Haletante et en sueur. C’est ainsi que tu reviens de ta chasse quotidienne, errant à travers la forêt ombragée de Broquir, souillée de sang de la tête aux pieds. La cruelle lourdeur de la nuit t’écrase péniblement, ne laissant qu’un bref instant de paix à ta carcasse ensanglantée. Cela peut sembler étrange aux premiers abords, mais après cette longue et douloureuse séance de chasse, tu te sens quelque peu soulagée. Tu y trouve même un plaisir édifiant. Tu distingue un bon défouloir en cette escapade nocturne, et tuer de pauvres créatures agit sur ton mental comme une thérapie divertissante. Et même si ça sonne un peu sadique avec un certain recul, tu serais prête à recommencer, inlassablement cette litanie curative (mais qu’importe la cruauté, ce serait une vile tromperie de dire que tu n’es pas toi-même inclémente comme le pire des tyrans de ce monde).
Je me parle à moi-même.
C’est sur cette inévitable observation que je m’allonge sur mon lit douillet, tâchant mes draps blancs d’un sang mal séché qui stagnait sur mes vêtements et d’une sueur qui suintait de mon corps au grand complet. Je suis si bien dans mes fluides organiques, je me complais si amplement dans cette geôle humide, que sans même penser à un éventuel décrassage, je m’endors et m’enfonce dans des rêveries inavouées. Et s’enchainent dans ma sphère onirique les songes libidineux, les envies viscérales de meurtre, les désirs malsains et égoïstes, une quête de domination totalitaire, perverse sur le monde des vivants.
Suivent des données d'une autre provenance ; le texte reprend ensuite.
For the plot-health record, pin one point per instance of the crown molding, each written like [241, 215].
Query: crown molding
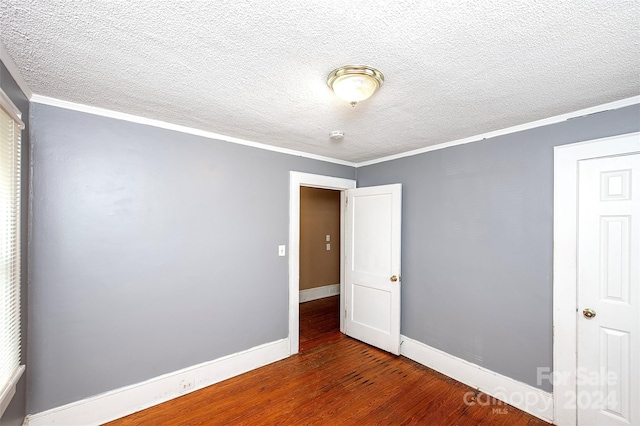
[526, 126]
[8, 62]
[45, 100]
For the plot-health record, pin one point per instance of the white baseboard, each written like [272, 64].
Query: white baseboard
[319, 292]
[130, 399]
[520, 395]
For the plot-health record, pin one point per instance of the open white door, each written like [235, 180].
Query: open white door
[608, 382]
[372, 265]
[596, 284]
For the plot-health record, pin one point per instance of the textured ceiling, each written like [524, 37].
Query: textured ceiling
[256, 70]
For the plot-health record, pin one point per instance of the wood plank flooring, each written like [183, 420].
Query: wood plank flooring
[335, 381]
[319, 322]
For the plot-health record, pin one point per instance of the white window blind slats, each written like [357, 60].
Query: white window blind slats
[10, 132]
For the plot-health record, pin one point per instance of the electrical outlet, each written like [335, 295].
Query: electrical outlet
[186, 386]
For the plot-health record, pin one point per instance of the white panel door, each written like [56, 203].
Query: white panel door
[608, 326]
[372, 265]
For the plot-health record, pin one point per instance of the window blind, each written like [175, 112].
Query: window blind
[10, 132]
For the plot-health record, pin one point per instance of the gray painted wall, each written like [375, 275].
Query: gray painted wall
[152, 251]
[477, 242]
[15, 412]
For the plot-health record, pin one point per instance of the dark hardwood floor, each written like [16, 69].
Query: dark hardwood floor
[319, 322]
[335, 380]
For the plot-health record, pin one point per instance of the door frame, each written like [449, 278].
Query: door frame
[565, 285]
[296, 180]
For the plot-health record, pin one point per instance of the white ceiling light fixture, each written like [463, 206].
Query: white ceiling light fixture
[355, 83]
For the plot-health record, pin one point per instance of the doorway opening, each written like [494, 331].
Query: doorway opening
[319, 312]
[297, 181]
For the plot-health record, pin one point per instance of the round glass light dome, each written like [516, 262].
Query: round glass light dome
[355, 83]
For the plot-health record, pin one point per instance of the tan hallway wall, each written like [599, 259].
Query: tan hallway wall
[319, 217]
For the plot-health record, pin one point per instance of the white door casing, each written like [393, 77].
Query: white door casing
[608, 373]
[596, 364]
[372, 265]
[296, 180]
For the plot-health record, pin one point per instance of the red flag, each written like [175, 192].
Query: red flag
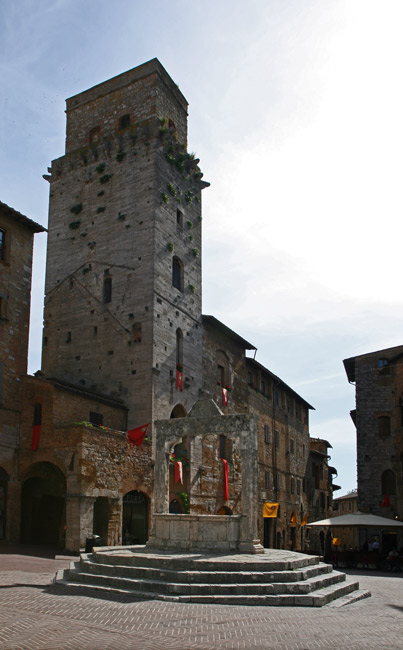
[137, 435]
[225, 467]
[386, 501]
[179, 380]
[36, 432]
[178, 472]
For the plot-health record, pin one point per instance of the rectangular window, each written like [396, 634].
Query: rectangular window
[107, 293]
[384, 425]
[136, 329]
[384, 367]
[179, 218]
[3, 307]
[96, 418]
[2, 244]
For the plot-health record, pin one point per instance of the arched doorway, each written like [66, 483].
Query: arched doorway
[135, 518]
[101, 518]
[43, 505]
[4, 478]
[178, 411]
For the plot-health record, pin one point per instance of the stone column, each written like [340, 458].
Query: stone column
[249, 541]
[79, 520]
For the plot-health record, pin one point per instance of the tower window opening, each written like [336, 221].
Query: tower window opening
[177, 273]
[95, 135]
[124, 122]
[37, 414]
[136, 329]
[2, 244]
[107, 293]
[179, 347]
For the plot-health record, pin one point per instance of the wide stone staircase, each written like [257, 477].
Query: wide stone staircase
[274, 578]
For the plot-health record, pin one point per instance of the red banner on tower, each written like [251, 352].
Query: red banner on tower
[179, 380]
[137, 435]
[225, 468]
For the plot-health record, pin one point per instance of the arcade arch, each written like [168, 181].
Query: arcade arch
[43, 507]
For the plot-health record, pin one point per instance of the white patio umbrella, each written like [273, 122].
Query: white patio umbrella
[359, 519]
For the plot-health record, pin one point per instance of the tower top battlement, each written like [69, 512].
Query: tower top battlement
[137, 94]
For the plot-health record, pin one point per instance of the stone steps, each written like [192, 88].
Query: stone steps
[205, 588]
[211, 577]
[277, 578]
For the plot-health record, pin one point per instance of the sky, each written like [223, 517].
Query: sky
[295, 113]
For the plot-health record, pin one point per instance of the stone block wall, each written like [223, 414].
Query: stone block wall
[15, 292]
[121, 207]
[379, 394]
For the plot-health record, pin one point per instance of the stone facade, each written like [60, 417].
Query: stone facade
[378, 417]
[124, 217]
[125, 344]
[16, 243]
[90, 467]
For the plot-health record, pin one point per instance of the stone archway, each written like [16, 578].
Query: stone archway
[136, 507]
[178, 411]
[43, 508]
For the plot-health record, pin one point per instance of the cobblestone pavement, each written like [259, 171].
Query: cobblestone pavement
[35, 614]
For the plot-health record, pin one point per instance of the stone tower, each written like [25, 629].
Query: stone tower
[123, 275]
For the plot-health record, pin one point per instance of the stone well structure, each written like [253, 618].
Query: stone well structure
[206, 532]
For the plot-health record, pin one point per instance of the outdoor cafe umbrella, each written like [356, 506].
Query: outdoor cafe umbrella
[359, 519]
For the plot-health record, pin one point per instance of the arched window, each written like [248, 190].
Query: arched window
[177, 273]
[388, 480]
[179, 347]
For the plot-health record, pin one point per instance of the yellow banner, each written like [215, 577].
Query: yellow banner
[270, 509]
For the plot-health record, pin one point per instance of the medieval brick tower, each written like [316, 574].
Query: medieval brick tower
[123, 279]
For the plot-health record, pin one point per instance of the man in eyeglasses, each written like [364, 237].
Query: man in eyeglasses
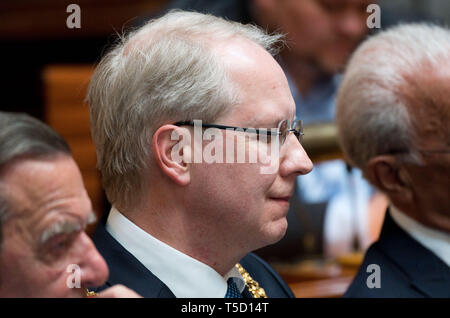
[183, 222]
[394, 118]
C’est ce que tu es, ma belle Dhémée. Une inadaptée qui s’assume, aux mœurs douteux pour le commun des mortels, mais si jouissifs pour une déesse de ta prestance. Rien n’est trop lascif ni trop charnel pour une créature aussi radieuse que toi-même, tu dois profiter de tes esclaves, ces tributaires concupiscents qui ne cherchent qu’à te satisfaire, qui ont pour seul dessein l’accomplissement de tes fantasmes les plus obscurs. Va, forte âme de conquérante, va jouir des plaisirs de la vie sous le soleil couchant qui baigne les plaines d’Alidhan, plonge avec diligence dans les voluptueuses profondeurs. Enivre toi, jeune épicurienne, des plaisirs agencés à ton avidité.
La folie. Je la sent, en ouvrant mes lourdes paupières, elle s’infiltre en moi par des pores insoupçonnés, cette salope atrabilaire, ce charognard. Elle me dévore de l’intérieur, déchire ma peau épaisse en un bruit visqueux. Le sang coule comme dans un abattoir. Les lambeaux giclent en des agrégats de peau disgracieux, les organes jaillissent, impudiques, tous viennent se tailler une place à mes côtés, dans mon lit déjà bien maculé. En un élan insolite de cruauté, mon cœur vient se terrer dans ma bouche béante de surprise, et ses battements faibles viennent cogner contre mon palais déchiré.
Réveil. Sueurs froides.
Tu n’es rien, tu ne vaut rien. Ta bassesse d’esprit et ta laideur grossière sont autant d’éléments qui éradiquent tes chances de réussir dans ce monde corrompu. La seule issue qui soit probante est la mort pure et simple, la seule exode possible est la porte noire de la faucheuse. Viens t’installer chez les morts, viens répandre ta généreuse purulence chez le peuple souterrain, nous t’attendons déjà depuis plusieurs années. Ici, tout est intemporel, tout est concret, rien est discordant. Le moindre désir est exhaussé.
Nous t’attendons.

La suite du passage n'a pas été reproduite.